Soon after IBM released the first desktop in the early 1980's the first text games came out for computers. Some after the first modem came out and shortly after that access to the internet. When this happened those playing these text based games decided to make the first Multi-User Dungeon (MUD). In the early versions it was only a few people playing and socializing within them. A GM making content nearly weekly for not only their own fun but for those that were playing the MUD with them.
Then as people waited for new content they started to socialize in these game. Usually in the form of Role-playing. This grew into friendship not only in the game but sometimes outside of it as well. Then due to this social interaction with these virtual worlds as they were being call. More and more of these game came into being. It is as this time that I came into my first contact with one of them DragonRealms. Soon after this someone came up with the idea for a GMUD or Graphical Multi-User Dungeon and so the MMORPG was born.

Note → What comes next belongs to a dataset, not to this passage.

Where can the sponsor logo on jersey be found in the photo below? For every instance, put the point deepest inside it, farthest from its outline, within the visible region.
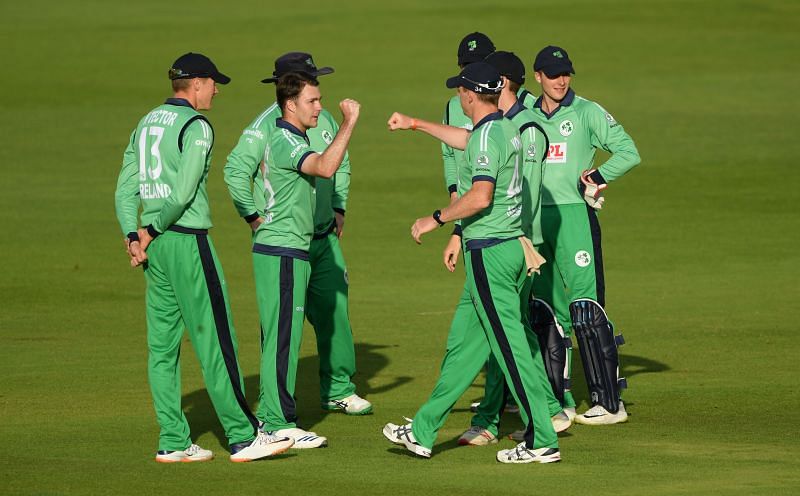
(557, 154)
(583, 259)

The Massively Multiplay Online Roleplaying Game was just was it was called. A world where those that had been Multi-Users in various other virtual worlds come into one virtual world. Thus making it "massive." Within these games they continued to roleplay as they had before, but now it was on the screen in front of them not just in their minds. The most successful of these at this was EverQuest. Here the roleplaying mentality continued, with many RP servers.
It was shortly before this that a monthly fee was introduced to help support those running the MUDs to be able to spend more time making new content and allow them to quit their day job. Thus the birth of the monthly fee and why it was needed. This also was a large contributor to the birth of the MMORPG since companies saw how those that have quit their day jobs and were working solely on making a quality MUD were starting to get rich due to it.
But a new element was starting to be introduced due to that fact that it was now visual instead of text. Now those that had been playing console games were starting to be teenagers themselves. With money in their pockets and demands that sounded more like video games them a MUD and very little interest in roleplaying.
One company heard them and so World of Warcraft came into being and so the MMO that had been born form MUDs was now mixed with the demands of video game. This opened a watershed to all those that had or were playing video game. And so the clone wars (to steal a phase) began. Also those that had been in the vanguard of the MMORPG industry were left wanting the old days.
Then we have Arenanet. They witnessed the change of the game from what it had been when it was a text only game and you had to take your time unless you could read really fast. To a fast pace gear chasing game. More video game then true MMORPG. They were in other companies and had become discouraged by the clones of WoW. So they decided to make their own game. One they hoped would return to the pacing and feeling of what it had been when they were MUDs.
Guild Wars was born and many were happy, while many others were not. They made expansion packs and wanted to keep GW growing then they realized to make it really go in the direction they wished they needed to make a new game all together and so Guild Wars 2 was born.
Now we have returned to the roots of the MMO and those that had been exposed to what they believed were MMOs after WoW are now unhappy because the game is not like WoW. Nor can they call it a clone. Nor is it required to be fast paced. But to those like myself we see it for what it really is. It is a return to what can truly be called a MMORPG. So this has baffled and dumbfounded many who just don't know all that has happened since 1970. This is why I have written this. Hoping to enlighten those that wish to learn from history and not repeat it.